Hanauer founded Museum Quality Framing, which is a chain of custom frame stores in Washington, Oregon, and Idaho, in 1988. Hanauer used to own a chain of pizza stores called Mad Pizza. As an early investor in Amazon and aQuantive, an online based advertising company, Hanauer turned a substantial profit when the latter company went public in 2000 and again when Microsoft purchased the company in 2007.

He became the managing partner for the USL Seattle Sounders in 2001, shortly after a meeting with general manager Brad Kimura on a flight. Hanauer began reducing the financial losses the team was taking, which had been $1 million per year for the preceding five years, and reduced the losses to $350,000 per year. The team also attained success on the field under Hanauer's leadership as interim general manager, going 23-4-1 in his first season, the second best record in USL history, and made it to the league championship game three times, winning it twice. Hanauer also began working on getting a Major League Soccer team in Seattle. The league passed over Seattle in 2004, choosing instead to expand to better prepared Salt Lake City. Hanauer invested $250,000 for a 15 percent stake in an English soccer team Cambridge United FC in May 2007.

Following the MLS All Star game in July 2007, Hanauer was introduced to Hollywood executive, director, and film producer Joe Roth by MLS commissioner Don Garber. The two men hit it off and over the next few weeks, Roth made several visits to Seattle to take in a few Sounders games and get to know Hanauer better. By November, the two had brought in Microsoft co-founder Paul Allen and comedian Drew Carey as investors and MLS had announced Seattle as the next expansion team.

In 2005, Hanauer founded business incubator and venture capital company Curious Office Partners.

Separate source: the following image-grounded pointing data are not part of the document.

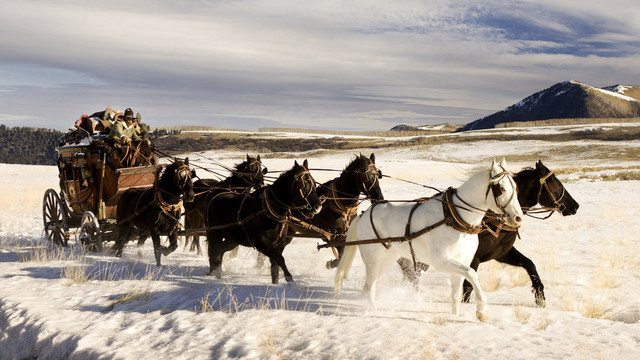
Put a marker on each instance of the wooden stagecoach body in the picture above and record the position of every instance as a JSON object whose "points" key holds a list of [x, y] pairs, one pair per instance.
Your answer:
{"points": [[89, 192]]}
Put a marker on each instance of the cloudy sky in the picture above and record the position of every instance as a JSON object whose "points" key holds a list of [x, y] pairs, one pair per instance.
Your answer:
{"points": [[351, 64]]}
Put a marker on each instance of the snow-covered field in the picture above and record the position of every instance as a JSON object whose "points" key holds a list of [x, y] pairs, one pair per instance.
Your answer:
{"points": [[65, 304]]}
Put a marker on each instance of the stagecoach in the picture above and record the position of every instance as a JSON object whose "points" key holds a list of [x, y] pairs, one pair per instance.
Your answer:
{"points": [[90, 187]]}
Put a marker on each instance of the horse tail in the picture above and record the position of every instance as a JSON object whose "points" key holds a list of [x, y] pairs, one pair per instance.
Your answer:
{"points": [[347, 257]]}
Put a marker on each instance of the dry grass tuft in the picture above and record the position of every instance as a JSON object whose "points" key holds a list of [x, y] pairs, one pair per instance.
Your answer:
{"points": [[75, 274], [592, 305]]}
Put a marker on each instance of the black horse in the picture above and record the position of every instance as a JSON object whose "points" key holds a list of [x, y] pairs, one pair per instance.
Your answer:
{"points": [[155, 211], [535, 186], [342, 197], [247, 176], [260, 219]]}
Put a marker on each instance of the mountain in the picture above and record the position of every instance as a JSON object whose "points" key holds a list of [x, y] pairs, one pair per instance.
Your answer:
{"points": [[437, 128], [567, 100]]}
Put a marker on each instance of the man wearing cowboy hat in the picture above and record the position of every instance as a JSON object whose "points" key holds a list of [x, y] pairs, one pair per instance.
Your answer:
{"points": [[124, 131]]}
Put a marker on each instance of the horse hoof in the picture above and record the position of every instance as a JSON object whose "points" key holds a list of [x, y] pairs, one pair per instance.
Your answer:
{"points": [[482, 316]]}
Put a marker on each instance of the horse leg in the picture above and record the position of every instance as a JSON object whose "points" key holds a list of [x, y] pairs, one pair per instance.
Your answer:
{"points": [[124, 233], [157, 248], [516, 258], [195, 244], [409, 273], [466, 286], [455, 267], [215, 251], [259, 259], [142, 238], [376, 259], [456, 293], [277, 263], [173, 244]]}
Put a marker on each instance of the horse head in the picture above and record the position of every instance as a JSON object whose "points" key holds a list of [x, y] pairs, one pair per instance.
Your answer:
{"points": [[504, 192], [368, 176], [252, 171], [180, 174], [303, 190], [552, 193]]}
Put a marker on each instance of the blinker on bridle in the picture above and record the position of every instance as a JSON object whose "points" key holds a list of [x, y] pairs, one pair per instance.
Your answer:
{"points": [[371, 169], [543, 184], [494, 186]]}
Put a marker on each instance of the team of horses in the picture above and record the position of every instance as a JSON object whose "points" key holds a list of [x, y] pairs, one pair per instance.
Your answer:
{"points": [[453, 231]]}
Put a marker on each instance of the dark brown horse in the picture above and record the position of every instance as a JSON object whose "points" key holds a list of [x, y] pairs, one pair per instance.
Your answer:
{"points": [[343, 196], [246, 177], [155, 211], [260, 219], [537, 185]]}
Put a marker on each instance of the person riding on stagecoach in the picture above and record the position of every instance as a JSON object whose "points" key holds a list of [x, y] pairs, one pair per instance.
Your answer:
{"points": [[130, 148]]}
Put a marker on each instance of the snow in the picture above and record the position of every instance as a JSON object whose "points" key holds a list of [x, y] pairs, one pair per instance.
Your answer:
{"points": [[129, 309], [616, 94]]}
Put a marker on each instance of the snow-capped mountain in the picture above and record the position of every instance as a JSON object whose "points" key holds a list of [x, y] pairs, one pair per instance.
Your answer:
{"points": [[566, 100]]}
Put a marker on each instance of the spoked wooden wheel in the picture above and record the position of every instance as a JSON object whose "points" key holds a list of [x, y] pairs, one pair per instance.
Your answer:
{"points": [[55, 220], [90, 236]]}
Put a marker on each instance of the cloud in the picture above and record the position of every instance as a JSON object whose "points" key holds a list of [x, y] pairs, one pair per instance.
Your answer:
{"points": [[337, 63]]}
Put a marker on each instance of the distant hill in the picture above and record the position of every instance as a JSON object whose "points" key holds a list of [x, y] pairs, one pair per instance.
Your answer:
{"points": [[437, 128], [567, 100], [25, 145]]}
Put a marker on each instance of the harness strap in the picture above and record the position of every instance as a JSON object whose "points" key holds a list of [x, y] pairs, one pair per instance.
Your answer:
{"points": [[452, 217], [373, 226], [337, 207]]}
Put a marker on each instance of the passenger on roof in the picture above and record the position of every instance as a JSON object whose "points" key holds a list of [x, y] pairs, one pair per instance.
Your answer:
{"points": [[124, 131], [128, 147]]}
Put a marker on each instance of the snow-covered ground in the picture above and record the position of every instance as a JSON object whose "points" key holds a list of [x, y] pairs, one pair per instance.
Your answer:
{"points": [[65, 304]]}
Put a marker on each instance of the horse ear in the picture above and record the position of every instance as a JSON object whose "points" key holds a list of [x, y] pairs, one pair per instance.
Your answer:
{"points": [[494, 166]]}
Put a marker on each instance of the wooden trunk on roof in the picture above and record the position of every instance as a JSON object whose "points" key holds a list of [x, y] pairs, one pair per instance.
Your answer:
{"points": [[84, 187]]}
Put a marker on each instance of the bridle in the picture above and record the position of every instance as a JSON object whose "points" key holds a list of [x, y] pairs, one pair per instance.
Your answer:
{"points": [[544, 185], [297, 186], [249, 176], [363, 177], [299, 180], [496, 190]]}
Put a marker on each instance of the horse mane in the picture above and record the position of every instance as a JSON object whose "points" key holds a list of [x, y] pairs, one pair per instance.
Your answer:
{"points": [[469, 173], [165, 169], [356, 163], [237, 166], [528, 171]]}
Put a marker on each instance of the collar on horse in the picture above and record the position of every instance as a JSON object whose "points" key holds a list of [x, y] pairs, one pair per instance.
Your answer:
{"points": [[544, 185], [336, 206]]}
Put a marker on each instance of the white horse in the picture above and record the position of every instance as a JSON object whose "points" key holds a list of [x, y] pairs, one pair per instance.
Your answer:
{"points": [[441, 232]]}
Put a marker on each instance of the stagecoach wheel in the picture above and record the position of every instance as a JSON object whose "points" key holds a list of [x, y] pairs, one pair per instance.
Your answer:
{"points": [[90, 236], [55, 220]]}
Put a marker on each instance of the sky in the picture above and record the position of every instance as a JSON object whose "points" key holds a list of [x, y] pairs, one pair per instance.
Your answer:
{"points": [[344, 65]]}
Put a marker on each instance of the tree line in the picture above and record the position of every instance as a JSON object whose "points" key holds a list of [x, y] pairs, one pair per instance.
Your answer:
{"points": [[25, 145]]}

The company invests in small internet startup companies and offers them office space in Pioneer Square and invests between US$10,000 and $250,000 in the startups. In 2018, he and his brother sold the Pacific Coast Feather Company.

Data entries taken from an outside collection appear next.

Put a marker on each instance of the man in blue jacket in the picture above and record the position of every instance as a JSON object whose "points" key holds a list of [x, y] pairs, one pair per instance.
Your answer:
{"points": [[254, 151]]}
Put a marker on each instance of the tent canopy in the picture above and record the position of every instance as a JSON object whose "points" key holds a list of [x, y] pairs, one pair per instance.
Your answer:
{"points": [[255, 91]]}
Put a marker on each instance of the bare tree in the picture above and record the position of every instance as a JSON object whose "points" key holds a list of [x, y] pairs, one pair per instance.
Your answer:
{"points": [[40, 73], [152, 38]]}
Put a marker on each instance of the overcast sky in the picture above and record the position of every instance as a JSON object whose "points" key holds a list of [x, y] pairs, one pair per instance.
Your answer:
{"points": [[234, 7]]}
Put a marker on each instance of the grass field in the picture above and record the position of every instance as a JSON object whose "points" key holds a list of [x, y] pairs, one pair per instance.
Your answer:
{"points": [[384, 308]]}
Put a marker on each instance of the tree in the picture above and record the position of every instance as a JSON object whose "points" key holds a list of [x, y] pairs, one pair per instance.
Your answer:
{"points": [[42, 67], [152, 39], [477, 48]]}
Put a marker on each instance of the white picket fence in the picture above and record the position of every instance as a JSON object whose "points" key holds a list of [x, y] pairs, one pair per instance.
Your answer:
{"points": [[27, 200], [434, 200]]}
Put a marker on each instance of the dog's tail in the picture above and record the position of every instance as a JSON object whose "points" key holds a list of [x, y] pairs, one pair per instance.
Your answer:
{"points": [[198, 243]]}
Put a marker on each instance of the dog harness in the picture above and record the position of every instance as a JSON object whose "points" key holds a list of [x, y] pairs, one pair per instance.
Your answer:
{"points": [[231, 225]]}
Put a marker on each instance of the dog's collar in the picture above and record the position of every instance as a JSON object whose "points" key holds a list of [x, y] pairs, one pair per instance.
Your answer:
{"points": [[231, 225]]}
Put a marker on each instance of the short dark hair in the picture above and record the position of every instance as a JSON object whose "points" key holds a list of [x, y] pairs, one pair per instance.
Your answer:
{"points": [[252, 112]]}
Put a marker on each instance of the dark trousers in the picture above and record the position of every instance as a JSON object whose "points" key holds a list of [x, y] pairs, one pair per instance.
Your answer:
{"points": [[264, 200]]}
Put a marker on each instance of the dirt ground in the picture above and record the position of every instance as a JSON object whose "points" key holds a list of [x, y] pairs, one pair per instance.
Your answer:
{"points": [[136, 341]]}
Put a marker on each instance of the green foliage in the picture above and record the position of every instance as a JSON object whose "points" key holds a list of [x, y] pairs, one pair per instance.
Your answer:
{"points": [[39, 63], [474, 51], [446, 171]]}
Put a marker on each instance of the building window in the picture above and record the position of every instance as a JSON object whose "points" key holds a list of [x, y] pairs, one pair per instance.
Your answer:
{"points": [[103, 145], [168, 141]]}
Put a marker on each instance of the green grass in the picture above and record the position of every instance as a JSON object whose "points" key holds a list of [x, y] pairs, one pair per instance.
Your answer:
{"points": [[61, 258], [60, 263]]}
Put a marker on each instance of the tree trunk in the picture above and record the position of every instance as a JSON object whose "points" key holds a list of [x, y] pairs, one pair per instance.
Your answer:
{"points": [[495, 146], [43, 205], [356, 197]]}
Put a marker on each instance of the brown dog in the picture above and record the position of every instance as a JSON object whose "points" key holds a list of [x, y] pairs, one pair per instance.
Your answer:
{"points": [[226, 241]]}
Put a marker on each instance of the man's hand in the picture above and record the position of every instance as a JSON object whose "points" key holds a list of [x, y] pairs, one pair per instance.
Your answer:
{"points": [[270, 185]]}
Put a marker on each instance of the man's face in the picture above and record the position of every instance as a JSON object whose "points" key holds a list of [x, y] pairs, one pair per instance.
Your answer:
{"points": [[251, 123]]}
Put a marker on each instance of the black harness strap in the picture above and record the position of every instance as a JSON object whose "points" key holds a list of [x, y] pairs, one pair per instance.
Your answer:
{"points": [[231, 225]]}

Hanauer joined the ownership group of the Seattle Kraken, an expansion franchise in the National Hockey League, in 2018. He and his mother Lenore also acquired a minority stake in Reign FC of the National Women's Soccer League the following year. The stake was later acquired by OL Groupe in December 2019. The Reign were acquired by the Sounders and The Carlyle Group in 2024; Hanauer serves as governor of the team.

== Personal life ==
Hanauer's interest in soccer began at the age of 3, he saw his first North American Soccer League Sounders game at the age of 8, and he was one of only two freshmen to make the soccer team for Mercer Island High School. While Hanauer did not make the team as a sophomore, he continued to play soccer, first on an intramural team while attending University of Washington and now on two teams in the Greater Seattle Soccer League.